I made my way into the little sitting-room which belonged to the suite of rooms my brother had placed at my disposal. There I rang up Lord Frederic Maynard, my first cousin, and a junior member of the government. The butler told me that Lord Frederic was dining, but would doubtless speak to me for a moment. In a minute or two I heard his familiar voice.
"Freddy," I said, "I want to meet the Chinese ambassador."
"Eleven till one to-night here," he answered. "What the devil do you want with him?"
"Do you mean that he is coming to your house to-night?" I asked.
"Exactly," Freddy answered. "We've a political reception, semi-diplomatic. I saw our old friend only yesterday, and he reminded me that he was coming."
"You're a brick, Freddy!" I answered. "I'll be round."
"You have not answered my question," he reminded me.
"I'll tell you later," I answered, and rang off.
I was at Maynard House very soon after eleven, and, after chatting for a little while with my hostess, I hung around near the entrance, watching the arrivals.
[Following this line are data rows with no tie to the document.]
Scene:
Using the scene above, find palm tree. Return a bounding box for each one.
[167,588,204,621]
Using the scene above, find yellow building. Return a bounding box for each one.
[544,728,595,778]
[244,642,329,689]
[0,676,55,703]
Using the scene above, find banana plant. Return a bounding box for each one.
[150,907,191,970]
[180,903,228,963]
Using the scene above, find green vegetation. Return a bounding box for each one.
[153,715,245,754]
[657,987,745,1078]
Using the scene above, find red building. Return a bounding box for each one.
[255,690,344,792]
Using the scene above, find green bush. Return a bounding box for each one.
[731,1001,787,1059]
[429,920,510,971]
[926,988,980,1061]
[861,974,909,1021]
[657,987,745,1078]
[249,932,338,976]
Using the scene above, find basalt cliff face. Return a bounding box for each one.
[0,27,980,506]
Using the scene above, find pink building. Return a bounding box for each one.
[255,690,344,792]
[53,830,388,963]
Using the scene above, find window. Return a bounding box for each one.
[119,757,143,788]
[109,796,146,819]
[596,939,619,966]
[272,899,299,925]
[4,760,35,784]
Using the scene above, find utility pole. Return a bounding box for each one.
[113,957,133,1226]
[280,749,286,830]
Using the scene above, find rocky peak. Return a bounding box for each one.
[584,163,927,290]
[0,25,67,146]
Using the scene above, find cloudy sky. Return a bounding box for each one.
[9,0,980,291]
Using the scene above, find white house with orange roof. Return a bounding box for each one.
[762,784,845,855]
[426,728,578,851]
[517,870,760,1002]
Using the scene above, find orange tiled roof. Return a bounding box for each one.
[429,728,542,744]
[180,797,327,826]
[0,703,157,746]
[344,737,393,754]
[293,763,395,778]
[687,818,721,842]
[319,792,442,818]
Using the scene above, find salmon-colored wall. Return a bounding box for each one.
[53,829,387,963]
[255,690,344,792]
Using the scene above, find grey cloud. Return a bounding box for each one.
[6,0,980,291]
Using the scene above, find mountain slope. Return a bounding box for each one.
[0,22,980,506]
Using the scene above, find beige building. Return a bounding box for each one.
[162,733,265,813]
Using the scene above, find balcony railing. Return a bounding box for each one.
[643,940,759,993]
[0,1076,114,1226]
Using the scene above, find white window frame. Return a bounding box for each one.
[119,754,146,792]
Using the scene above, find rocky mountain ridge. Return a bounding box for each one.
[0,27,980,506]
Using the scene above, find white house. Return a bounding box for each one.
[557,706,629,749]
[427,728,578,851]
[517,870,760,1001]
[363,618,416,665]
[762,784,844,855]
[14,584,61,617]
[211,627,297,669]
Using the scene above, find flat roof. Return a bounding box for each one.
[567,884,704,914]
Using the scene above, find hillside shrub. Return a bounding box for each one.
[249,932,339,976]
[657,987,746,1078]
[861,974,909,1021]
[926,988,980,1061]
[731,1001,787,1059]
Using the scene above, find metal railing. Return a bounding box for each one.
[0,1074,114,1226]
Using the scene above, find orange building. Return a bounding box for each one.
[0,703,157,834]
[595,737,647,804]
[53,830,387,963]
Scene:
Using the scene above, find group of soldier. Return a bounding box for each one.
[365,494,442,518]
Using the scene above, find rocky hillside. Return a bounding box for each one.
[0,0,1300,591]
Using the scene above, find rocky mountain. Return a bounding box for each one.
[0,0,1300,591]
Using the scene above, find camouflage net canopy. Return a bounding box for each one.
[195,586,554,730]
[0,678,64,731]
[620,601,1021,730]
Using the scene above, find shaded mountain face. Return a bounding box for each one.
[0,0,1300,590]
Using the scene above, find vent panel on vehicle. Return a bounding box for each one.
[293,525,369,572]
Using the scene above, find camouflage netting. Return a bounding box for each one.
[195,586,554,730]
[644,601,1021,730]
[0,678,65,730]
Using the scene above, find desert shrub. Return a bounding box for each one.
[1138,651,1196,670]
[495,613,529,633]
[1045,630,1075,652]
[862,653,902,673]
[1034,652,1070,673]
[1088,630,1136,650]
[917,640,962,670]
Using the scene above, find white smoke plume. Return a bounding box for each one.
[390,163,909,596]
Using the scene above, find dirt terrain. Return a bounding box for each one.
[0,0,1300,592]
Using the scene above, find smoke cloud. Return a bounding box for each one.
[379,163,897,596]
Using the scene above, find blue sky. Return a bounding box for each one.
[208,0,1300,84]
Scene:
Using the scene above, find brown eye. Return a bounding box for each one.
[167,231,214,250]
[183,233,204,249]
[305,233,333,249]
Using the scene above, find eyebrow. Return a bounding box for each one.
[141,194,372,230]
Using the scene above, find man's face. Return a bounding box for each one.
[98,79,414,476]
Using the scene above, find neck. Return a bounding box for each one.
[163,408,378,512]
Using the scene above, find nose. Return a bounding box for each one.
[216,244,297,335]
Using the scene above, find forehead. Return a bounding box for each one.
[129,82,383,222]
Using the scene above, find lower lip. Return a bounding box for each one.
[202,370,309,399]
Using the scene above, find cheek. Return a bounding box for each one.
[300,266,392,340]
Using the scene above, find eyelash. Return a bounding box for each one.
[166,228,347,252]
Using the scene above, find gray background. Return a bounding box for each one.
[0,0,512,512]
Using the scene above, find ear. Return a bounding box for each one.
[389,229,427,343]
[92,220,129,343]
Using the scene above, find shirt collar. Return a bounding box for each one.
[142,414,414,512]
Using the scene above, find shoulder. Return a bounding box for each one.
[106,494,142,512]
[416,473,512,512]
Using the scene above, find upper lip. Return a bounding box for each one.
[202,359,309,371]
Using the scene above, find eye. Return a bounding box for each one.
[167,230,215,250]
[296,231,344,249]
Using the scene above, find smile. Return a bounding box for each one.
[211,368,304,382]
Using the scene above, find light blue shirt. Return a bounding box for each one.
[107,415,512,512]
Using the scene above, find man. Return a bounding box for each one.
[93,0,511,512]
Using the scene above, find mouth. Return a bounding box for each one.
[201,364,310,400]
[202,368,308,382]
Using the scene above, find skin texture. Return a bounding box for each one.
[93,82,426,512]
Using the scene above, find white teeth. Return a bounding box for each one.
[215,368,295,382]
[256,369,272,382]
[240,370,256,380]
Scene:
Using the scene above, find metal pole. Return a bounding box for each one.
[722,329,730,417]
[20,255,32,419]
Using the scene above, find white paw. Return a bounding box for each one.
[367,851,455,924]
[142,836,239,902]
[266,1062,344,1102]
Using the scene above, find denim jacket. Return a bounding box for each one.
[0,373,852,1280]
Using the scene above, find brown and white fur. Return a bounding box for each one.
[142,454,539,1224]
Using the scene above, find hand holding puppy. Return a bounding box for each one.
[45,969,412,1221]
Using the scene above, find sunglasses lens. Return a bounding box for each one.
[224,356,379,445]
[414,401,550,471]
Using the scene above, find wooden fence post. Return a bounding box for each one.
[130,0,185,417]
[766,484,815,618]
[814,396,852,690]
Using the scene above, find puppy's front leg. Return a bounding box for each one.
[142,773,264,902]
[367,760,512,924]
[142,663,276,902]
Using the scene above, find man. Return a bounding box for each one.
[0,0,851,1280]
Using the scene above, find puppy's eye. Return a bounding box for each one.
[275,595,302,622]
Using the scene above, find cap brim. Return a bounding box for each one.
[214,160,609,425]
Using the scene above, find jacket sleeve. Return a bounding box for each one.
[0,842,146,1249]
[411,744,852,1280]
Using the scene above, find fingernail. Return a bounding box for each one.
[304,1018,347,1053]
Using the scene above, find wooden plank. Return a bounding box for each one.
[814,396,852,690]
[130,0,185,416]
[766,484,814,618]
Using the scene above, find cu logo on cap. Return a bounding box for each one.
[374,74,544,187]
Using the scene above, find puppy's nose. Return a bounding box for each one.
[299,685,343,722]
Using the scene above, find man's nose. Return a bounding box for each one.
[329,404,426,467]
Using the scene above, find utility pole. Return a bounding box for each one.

About midnight His Excellency the Chinese ambassador was announced, and I felt a little thrill of exultation. I was right! The tall, powerful-looking man whom I saw bowing over my cousin's hand was indeed the person whom I had seen with Delora a few hours ago. I ran Freddy to ground, and presently I found myself also bowing before His Excellency. He regarded me through his horn-rimmed spectacles with a benign and pleasant expression. I had been in the East, and I talked for a few moments upon the subjects which I thought would interest him.
"Your Excellency, I dare say, is well acquainted with London," I remarked, apropos of something he said.
"I know your great city only indifferently," he answered. "I am always anxious to take the opportunity of seeing more of it."
"Last evening, for instance," I remarked, "Your Excellency was, I think, exploring a very interesting neighborhood."
"Last evening," he repeated. "Let me think. No, not last evening, Captain Rotherby! I was giving a little dinner at my own house."
I looked at him for a moment in silence. There was nothing to be learned from his expression.
"I thought," I said, "that I saw your Excellency in a street near Shaftesbury Avenue, leaving a small foreign restaurant,--the Cafe Universel. Your Excellency was with a man named Delora."
Very slowly the ambassador shook his head.
"Not me!" he said. "Not me! I did dine with the younger members of the Legation in Langham Place. What name did you say?"
"A man named Delora," I repeated.
Once more the ambassador shook his head, slowly and thoughtfully.
"Delora!" he repeated. "The name is unknown to me. There are many others of my race in London now," he continued. "The costume, perhaps, makes one seem like another to those who look and pass by."
I bowed very low. It was the most magnificently told lie to which I had ever listened in my life! His Excellency smiled at me graciously as I made my adieux, and passed on. Despite my disappointment, I felt that I was now becoming profoundly interested in my quest. The evidence, too, was all in favor of Delora. It seemed, indeed, as though this undertaking in which he was involved might, after all, be connected with other things than crime!